Monday, November 21, 2011

I'm Ba-ack!
Monday History
Reginald Marsh
"Why Not Use the 'L'?" 1930
Tempera on Board

Reginald Marsh (1898 - 1954)
Marsh painted at a time when Modern Art was all over - from Cubism to Abstract Expressionism. He is most known for his paintings of New York City and the Great Depression. Below is a great description of his point of view from Wikipedia:
Reginald Marsh rejected modern art, which he found sterile.[7] Marsh’s style can best be described as social realism. His work depicted the Great Depression and a range of social classes whose division was accentuated by the economic crash. His figures are generally treated as types. "What interested Marsh was not the individuals in a crowd, but the crowd itself ... In their density and picturesqueness, they recall the crowds in the movies of Preston Sturges or Frank Capra".

Marsh’s main attractions were the burlesque stage, the hobos on the Bowery, crowds on city streets and at Coney Island, and women.[5] His deep devotion to the old masters led to his creating works of art in a style that reflects certain artistic traditions, and his work often contained religious metaphors. "It was upon the Baroque masters that Marsh based his own human comedy",[5] inspired by the past but residing in the present.
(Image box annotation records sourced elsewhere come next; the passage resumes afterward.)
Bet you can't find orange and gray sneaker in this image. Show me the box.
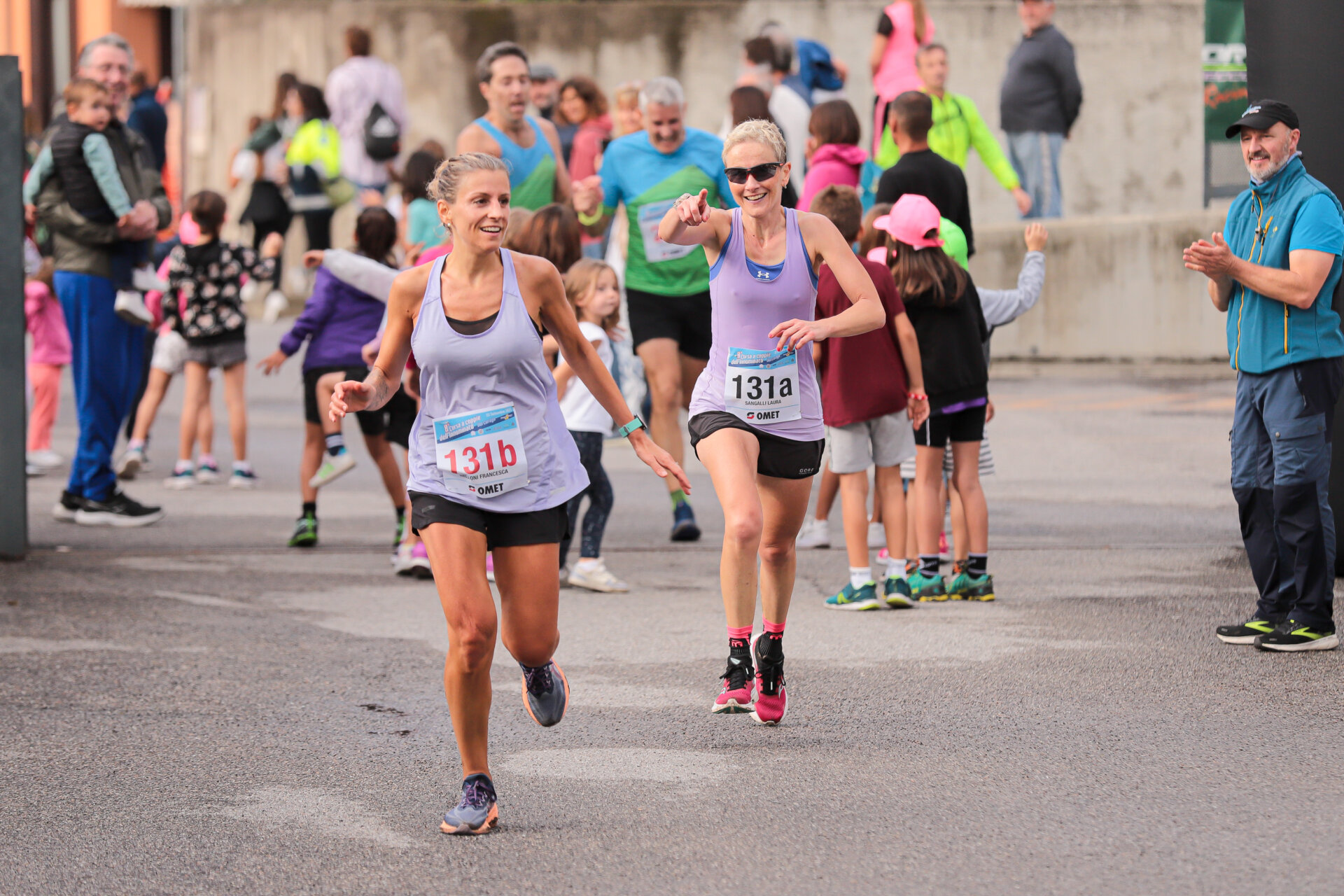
[517,659,570,728]
[438,774,500,834]
[751,631,789,725]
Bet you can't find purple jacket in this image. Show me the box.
[279,267,387,371]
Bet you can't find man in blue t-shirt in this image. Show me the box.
[574,78,736,541]
[1184,99,1344,652]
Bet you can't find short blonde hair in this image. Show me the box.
[723,118,789,162]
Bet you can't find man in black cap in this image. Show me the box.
[1184,99,1344,652]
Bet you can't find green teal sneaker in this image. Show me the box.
[882,575,916,608]
[948,571,995,601]
[827,582,882,610]
[289,513,317,548]
[906,570,948,603]
[1255,620,1340,653]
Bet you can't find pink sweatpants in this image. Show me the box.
[28,364,62,451]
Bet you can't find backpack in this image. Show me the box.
[364,99,402,161]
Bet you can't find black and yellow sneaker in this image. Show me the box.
[1254,620,1340,653]
[1214,614,1275,643]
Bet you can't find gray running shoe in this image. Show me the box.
[438,774,500,834]
[517,659,570,728]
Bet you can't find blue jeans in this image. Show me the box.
[54,270,145,501]
[1008,130,1065,218]
[1231,357,1344,631]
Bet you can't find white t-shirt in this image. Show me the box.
[561,321,613,433]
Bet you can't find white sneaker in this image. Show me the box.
[25,449,66,472]
[308,451,355,489]
[570,557,630,592]
[260,289,289,323]
[111,289,155,326]
[130,265,168,293]
[117,449,149,482]
[868,523,887,548]
[797,519,831,548]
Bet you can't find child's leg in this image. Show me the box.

The burlesque queen in the etching Striptease at New Gotham (1935) assumes the classic Venus Pudica pose; elsewhere, "Venuses and Adonises walk the Coney Island beach [and] deposed Christs collapse on the Bowery".[4] The painting Fourteenth Street (1934, in the Museum of Modern Art, New York) depicts a large crowd in front of a theater hall, in a tumbling arrangement that recalls a Last Judgment.
Marsh filled sketchbooks with drawings made on the street, in the subway, or at the beach. Marolyn Cohen calls Marsh's sketchbooks "the foundation of his art. They show a passion for contemporary detail and a desire to retain the whole of his experience".[9] He drew not only figures but costumes, architecture, and locations. He made drawings of posters and advertising signs, the texts of which were copied out along with descriptions of the colors and use of italics.[9] In the early 1930s he took up photography as another means of note taking.
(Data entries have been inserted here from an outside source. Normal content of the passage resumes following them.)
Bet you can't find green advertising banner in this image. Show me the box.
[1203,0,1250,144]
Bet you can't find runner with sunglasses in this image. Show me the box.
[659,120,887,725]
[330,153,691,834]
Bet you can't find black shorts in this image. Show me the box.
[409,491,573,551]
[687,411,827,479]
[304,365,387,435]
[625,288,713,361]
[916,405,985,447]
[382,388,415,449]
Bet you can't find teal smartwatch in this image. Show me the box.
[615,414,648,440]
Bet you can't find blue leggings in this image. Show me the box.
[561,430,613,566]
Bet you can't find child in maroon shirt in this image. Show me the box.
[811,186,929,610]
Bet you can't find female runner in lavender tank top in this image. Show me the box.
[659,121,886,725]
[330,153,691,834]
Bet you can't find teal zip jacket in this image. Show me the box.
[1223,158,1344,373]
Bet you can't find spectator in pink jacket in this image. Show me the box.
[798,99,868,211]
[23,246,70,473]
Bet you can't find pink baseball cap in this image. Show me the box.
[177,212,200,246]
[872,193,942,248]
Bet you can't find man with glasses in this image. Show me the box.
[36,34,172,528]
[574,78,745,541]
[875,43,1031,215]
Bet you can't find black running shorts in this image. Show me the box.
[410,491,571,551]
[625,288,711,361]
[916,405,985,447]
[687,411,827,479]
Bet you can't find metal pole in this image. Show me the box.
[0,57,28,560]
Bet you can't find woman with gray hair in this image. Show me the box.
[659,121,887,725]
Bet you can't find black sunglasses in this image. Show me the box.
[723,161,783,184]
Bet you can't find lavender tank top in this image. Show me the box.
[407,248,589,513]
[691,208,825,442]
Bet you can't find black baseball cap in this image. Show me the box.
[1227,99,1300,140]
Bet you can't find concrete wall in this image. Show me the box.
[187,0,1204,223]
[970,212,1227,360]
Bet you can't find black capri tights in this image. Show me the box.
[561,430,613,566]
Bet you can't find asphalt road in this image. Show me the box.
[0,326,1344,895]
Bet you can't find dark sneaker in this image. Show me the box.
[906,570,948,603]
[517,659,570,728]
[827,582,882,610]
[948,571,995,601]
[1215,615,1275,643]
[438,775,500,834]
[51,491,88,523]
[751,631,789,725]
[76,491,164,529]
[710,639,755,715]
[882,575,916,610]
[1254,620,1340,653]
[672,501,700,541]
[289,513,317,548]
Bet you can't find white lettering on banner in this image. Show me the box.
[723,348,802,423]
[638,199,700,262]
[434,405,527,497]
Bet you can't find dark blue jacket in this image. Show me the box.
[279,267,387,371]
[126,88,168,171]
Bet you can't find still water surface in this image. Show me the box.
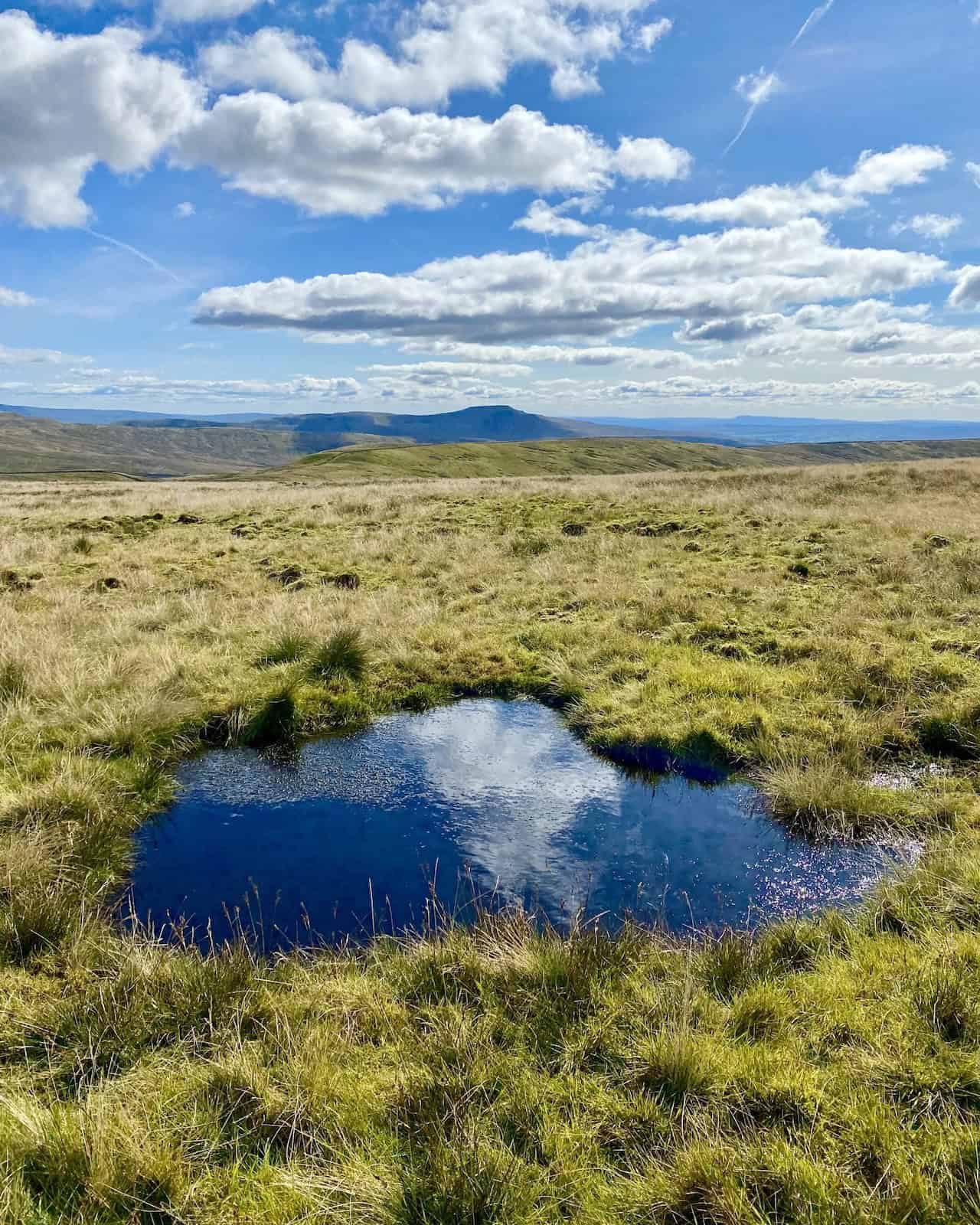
[133,700,904,948]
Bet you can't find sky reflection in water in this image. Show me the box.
[133,700,914,947]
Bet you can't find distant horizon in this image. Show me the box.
[0,402,980,427]
[0,0,980,423]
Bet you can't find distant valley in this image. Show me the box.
[0,404,980,480]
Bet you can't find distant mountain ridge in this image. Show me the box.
[593,414,980,446]
[0,404,681,476]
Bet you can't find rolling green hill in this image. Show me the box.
[243,439,980,484]
[0,413,313,476]
[0,406,681,476]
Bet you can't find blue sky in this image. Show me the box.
[0,0,980,419]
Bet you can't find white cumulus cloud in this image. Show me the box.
[157,0,265,23]
[892,213,963,243]
[0,286,34,306]
[196,218,948,343]
[174,99,690,217]
[637,145,949,225]
[198,0,670,110]
[0,10,202,227]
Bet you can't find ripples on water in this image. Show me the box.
[126,700,914,947]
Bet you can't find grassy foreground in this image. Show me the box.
[0,461,980,1225]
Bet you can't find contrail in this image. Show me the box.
[86,228,184,286]
[789,0,835,51]
[723,0,835,155]
[723,69,782,155]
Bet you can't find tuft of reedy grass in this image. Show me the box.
[0,463,980,1225]
[309,626,370,684]
[0,657,27,703]
[256,631,312,668]
[239,684,298,749]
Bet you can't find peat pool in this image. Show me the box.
[132,698,915,951]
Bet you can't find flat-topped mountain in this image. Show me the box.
[0,404,666,476]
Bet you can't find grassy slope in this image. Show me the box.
[258,439,980,484]
[0,413,309,475]
[0,461,980,1225]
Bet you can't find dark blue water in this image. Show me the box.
[133,701,900,947]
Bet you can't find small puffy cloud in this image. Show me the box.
[511,200,596,237]
[0,286,34,306]
[675,315,782,345]
[0,345,64,366]
[174,93,690,217]
[725,69,782,153]
[198,0,670,110]
[949,266,980,308]
[612,136,694,182]
[892,213,963,243]
[0,10,204,228]
[632,17,674,51]
[637,145,949,225]
[157,0,265,24]
[735,69,782,106]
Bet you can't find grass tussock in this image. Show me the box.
[310,626,370,684]
[0,453,980,1225]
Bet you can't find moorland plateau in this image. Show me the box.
[0,456,980,1225]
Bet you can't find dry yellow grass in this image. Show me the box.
[0,461,980,1225]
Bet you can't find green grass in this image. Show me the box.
[260,439,980,484]
[310,627,370,684]
[0,461,980,1225]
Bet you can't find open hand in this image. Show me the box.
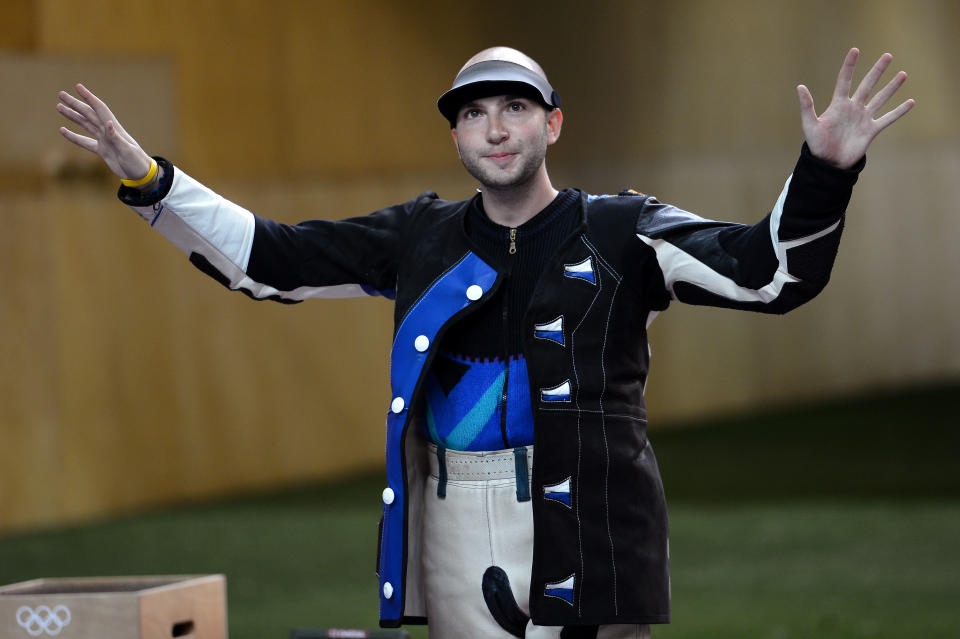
[797,48,914,169]
[57,84,150,180]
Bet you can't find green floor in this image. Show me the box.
[0,385,960,639]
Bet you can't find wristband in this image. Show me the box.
[120,158,160,189]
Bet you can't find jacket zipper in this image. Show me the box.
[500,228,517,448]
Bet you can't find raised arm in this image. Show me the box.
[57,84,157,186]
[57,84,412,302]
[797,48,914,169]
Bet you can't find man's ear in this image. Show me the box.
[547,109,563,144]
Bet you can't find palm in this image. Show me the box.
[797,49,914,168]
[57,84,150,179]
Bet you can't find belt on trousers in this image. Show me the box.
[428,444,533,501]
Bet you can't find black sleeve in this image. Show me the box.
[637,145,864,313]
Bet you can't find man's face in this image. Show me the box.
[452,95,560,189]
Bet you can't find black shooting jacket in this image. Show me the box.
[120,142,863,627]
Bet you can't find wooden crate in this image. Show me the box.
[0,575,227,639]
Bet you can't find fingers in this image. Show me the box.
[853,53,893,104]
[874,98,916,133]
[77,84,117,130]
[867,71,907,115]
[797,84,817,127]
[57,103,100,136]
[833,47,860,98]
[58,91,97,125]
[60,126,98,153]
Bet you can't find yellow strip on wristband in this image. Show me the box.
[120,158,160,188]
Signage, newspaper headlines, and advertising images are often prominent in Marsh's finished paintings, in which color is used to expressive ends—drab and brown in Bowery scenes; lurid and garish in sideshow scenes.[10]
So my question to you is this: What does the work "Why Not Use the 'L'" suggest?
Don't just assume - investigate! I look forward to your findings. Have a great Thanksgiving and until then, keep those pencils sharp and ideas fresh!